Der OGH wies den RevRek zurück.
Aus den Entscheidungsgründen
Die als erheblich qualifizierte Frage stellt sich im vorliegenden Verfahren in Wirklichkeit nicht.
Berücksichtigung der Rechtshängigkeit nach Art 12 EuUntVO
Art 12 EuUntVO enthält eine Regelung über die (internationale) Rechtsanhängigkeit. Dadurch sollen bei Klagen zwischen denselben Parteien wegen desselben Anspruchs einander widersprechende Entscheidungen ausgeschlossen werden. Dementsprechend sollen Parallelverfahren in verschiedenen Mitgliedstaaten vermieden werden, indem das Verfahren bei dem später angerufenen Gericht zunächst ausgesetzt wird, bis das zuerst angerufene Gericht über seine internationale Zuständigkeit entschieden hat.

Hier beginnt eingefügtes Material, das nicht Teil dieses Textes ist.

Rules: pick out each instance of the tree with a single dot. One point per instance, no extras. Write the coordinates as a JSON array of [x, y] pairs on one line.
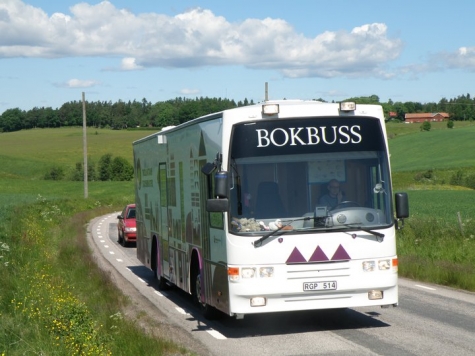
[[122, 170], [11, 120]]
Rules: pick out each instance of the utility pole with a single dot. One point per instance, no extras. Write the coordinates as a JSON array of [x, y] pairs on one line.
[[84, 143]]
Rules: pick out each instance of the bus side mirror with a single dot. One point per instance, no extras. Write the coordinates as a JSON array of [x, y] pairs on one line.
[[217, 205], [221, 184]]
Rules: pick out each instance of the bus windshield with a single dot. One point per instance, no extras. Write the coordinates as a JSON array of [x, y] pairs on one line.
[[318, 173]]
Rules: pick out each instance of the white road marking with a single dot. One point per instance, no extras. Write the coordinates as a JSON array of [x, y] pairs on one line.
[[181, 310], [424, 287], [216, 334]]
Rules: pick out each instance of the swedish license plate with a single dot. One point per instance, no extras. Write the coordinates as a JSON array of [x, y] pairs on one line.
[[312, 286]]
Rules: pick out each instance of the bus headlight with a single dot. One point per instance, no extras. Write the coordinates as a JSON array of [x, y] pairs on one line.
[[266, 272], [248, 272], [384, 265], [369, 266]]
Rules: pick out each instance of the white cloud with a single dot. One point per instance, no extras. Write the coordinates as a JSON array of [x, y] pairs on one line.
[[78, 83], [194, 38], [129, 63], [187, 91], [464, 57]]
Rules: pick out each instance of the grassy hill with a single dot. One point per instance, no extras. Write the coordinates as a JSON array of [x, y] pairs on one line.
[[436, 149]]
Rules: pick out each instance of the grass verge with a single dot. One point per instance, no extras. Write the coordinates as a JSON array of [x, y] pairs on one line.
[[55, 300]]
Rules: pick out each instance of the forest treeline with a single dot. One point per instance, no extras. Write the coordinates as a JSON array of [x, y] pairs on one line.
[[121, 114]]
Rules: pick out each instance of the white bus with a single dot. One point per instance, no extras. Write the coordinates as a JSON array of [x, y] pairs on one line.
[[229, 208]]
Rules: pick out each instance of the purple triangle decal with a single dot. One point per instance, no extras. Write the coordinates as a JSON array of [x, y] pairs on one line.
[[318, 255], [296, 257], [341, 254]]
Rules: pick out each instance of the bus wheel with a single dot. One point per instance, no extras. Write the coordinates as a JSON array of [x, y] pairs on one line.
[[206, 310], [162, 282]]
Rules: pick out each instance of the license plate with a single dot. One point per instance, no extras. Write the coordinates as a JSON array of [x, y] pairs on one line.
[[312, 286]]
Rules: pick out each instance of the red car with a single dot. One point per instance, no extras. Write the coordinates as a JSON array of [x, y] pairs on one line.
[[126, 226]]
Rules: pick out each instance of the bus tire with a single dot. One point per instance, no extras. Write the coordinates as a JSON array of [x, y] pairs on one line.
[[162, 282], [206, 310]]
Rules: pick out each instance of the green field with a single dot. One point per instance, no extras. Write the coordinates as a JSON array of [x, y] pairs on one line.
[[49, 278]]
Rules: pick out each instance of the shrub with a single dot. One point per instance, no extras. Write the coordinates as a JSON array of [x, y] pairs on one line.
[[105, 167], [56, 173], [457, 178]]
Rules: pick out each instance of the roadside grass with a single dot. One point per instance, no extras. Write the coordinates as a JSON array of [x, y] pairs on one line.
[[55, 300], [437, 244]]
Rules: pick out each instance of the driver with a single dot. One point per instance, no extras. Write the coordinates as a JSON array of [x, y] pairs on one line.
[[334, 195]]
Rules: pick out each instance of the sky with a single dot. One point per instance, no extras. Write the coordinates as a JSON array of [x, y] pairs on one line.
[[52, 51]]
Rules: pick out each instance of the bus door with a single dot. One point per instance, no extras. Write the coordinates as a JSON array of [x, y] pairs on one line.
[[164, 258]]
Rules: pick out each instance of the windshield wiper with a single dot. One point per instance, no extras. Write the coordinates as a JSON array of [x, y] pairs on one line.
[[258, 242], [379, 236]]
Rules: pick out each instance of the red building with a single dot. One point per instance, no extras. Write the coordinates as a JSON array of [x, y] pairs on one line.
[[421, 117]]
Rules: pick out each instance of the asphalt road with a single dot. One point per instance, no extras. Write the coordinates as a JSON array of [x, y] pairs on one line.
[[430, 319]]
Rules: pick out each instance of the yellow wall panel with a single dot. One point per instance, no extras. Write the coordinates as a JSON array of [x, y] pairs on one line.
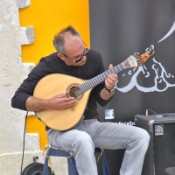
[[48, 17]]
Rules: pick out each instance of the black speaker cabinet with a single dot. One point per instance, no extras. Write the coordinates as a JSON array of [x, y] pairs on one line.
[[160, 157]]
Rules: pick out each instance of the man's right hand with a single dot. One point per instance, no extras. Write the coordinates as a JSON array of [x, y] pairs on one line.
[[57, 102], [61, 102]]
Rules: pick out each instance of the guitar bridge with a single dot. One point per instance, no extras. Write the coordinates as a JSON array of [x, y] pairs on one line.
[[74, 91]]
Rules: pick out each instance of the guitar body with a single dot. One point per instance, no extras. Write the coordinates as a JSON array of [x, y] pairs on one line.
[[55, 84]]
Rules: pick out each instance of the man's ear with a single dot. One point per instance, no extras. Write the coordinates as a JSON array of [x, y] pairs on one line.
[[60, 56]]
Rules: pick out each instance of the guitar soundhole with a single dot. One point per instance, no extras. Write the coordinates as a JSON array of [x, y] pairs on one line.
[[74, 91]]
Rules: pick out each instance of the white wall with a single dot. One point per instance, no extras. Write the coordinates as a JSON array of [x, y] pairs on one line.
[[12, 72]]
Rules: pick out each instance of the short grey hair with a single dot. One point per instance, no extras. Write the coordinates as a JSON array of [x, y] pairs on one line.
[[59, 40]]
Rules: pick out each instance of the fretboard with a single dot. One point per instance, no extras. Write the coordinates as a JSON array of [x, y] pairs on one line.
[[100, 78]]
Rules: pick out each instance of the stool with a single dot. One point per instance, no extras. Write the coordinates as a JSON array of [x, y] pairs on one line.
[[72, 170]]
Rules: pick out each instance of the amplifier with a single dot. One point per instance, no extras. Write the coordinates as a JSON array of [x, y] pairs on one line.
[[160, 157]]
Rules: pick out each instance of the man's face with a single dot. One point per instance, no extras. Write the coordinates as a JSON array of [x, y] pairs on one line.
[[75, 51]]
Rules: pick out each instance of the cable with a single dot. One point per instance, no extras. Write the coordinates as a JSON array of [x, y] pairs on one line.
[[22, 160]]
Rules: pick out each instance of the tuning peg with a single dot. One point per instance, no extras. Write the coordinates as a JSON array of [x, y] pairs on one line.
[[136, 54]]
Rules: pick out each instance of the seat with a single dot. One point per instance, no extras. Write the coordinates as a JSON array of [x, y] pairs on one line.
[[99, 153]]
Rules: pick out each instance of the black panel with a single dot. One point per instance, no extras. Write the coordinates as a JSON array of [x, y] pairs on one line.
[[160, 157]]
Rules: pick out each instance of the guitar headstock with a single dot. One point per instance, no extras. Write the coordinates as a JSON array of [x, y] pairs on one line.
[[137, 60]]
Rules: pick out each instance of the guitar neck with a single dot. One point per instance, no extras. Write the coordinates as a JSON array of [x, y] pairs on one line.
[[100, 78]]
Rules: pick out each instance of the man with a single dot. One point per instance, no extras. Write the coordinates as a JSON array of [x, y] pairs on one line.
[[73, 58]]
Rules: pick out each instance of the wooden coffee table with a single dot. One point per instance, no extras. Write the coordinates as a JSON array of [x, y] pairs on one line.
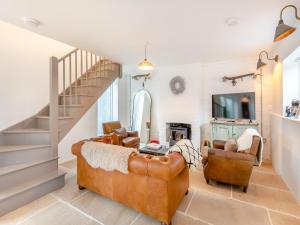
[[162, 151]]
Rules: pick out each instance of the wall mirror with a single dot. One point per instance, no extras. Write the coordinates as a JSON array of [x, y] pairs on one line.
[[141, 114]]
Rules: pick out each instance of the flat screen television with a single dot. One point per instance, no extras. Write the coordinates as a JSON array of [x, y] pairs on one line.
[[234, 106]]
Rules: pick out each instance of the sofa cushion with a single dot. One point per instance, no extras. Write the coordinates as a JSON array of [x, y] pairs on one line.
[[231, 145], [121, 132], [130, 141], [162, 167]]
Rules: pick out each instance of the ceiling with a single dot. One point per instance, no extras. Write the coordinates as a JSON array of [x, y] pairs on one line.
[[179, 31]]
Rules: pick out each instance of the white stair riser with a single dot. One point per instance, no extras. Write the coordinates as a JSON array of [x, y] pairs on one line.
[[42, 138], [24, 156], [21, 176], [43, 123], [25, 197]]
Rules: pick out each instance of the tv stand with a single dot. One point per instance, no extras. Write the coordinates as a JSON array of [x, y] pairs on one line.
[[226, 129]]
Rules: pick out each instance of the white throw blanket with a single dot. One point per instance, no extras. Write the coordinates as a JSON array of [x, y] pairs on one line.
[[245, 141], [106, 156]]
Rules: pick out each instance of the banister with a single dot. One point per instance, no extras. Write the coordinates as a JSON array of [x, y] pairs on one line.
[[67, 55]]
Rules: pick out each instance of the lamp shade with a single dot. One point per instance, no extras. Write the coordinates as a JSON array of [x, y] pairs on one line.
[[282, 31], [145, 65], [260, 64]]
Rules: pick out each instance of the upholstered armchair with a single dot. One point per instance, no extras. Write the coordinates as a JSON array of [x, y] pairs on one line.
[[121, 136], [230, 167]]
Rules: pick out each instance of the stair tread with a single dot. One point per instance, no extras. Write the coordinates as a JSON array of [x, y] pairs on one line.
[[8, 169], [73, 105], [26, 130], [11, 148], [30, 184], [60, 117], [77, 95]]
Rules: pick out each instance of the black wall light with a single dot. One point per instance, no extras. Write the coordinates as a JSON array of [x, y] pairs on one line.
[[283, 30], [260, 63]]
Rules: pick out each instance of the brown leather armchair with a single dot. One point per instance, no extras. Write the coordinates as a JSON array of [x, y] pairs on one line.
[[129, 139], [230, 167]]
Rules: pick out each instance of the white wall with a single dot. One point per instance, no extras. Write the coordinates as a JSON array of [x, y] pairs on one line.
[[24, 81], [285, 132], [194, 105]]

Art 12 EuUntVO ist weitestgehend wortgleich mit Art 27 EuGVVO 2001 sowie inhaltsgleich mit Art 29 EuGVVO 2012 und Art 19 Brüssel IIa-VO. Für die Auslegung kann demnach die umfangreiche Rsp und Lit zu den erwähnten Bestimmungen der EuGVVO herangezogen werden.
Die in Rede stehenden Bestimmungen über die internationale Rechtsanhängigkeit gelangen nur dann zur Anwendung, wenn die zu beurteilenden (identen) Klagen vor Gerichten verschiedener Mitgliedstaaten erhoben werden. Wurde eine der Klagen in einem Drittstaat anhängig gemacht, so finden – grundsätzlich, außer es bestünde eine gegenteilige Jud des EuGH – die nationalen oder staatsvertraglichen Regelungen der Mitgliedstaaten über die Rechtsanhängigkeit Anwendung. Die EuGVVO und ebenso die EuUntVO zwingt die Mitgliedstaaten daher nicht zur Beachtung der Rechtsanhängigkeit in einem Drittstaat und hindert dementsprechend das später angerufene Gericht eines Mitgliedstaats nicht an einer Sachentscheidung (vgl dazu auch EuGH C-81/02, Owusu). Eine analoge Anwendung von Art 27 EuGVVO 2001 bzw Art 12 EuUntVO kommt nicht in Betracht (Leible in Rauscher, EuZPR/EuIPR, Art 27 Brüssel I-VO, Rz 3).
Die Frage der Beachtung einer drittstaatlichen Rechtsanhängigkeit, also einer vorherigen Rechtsanhängigkeit in einem Drittstaat, richtet sich somit gegebenenfalls nach dem staatsvertraglichen Recht oder sonst nach dem nationalen Recht der Mitgliedstaaten, konkret nach der lex fori.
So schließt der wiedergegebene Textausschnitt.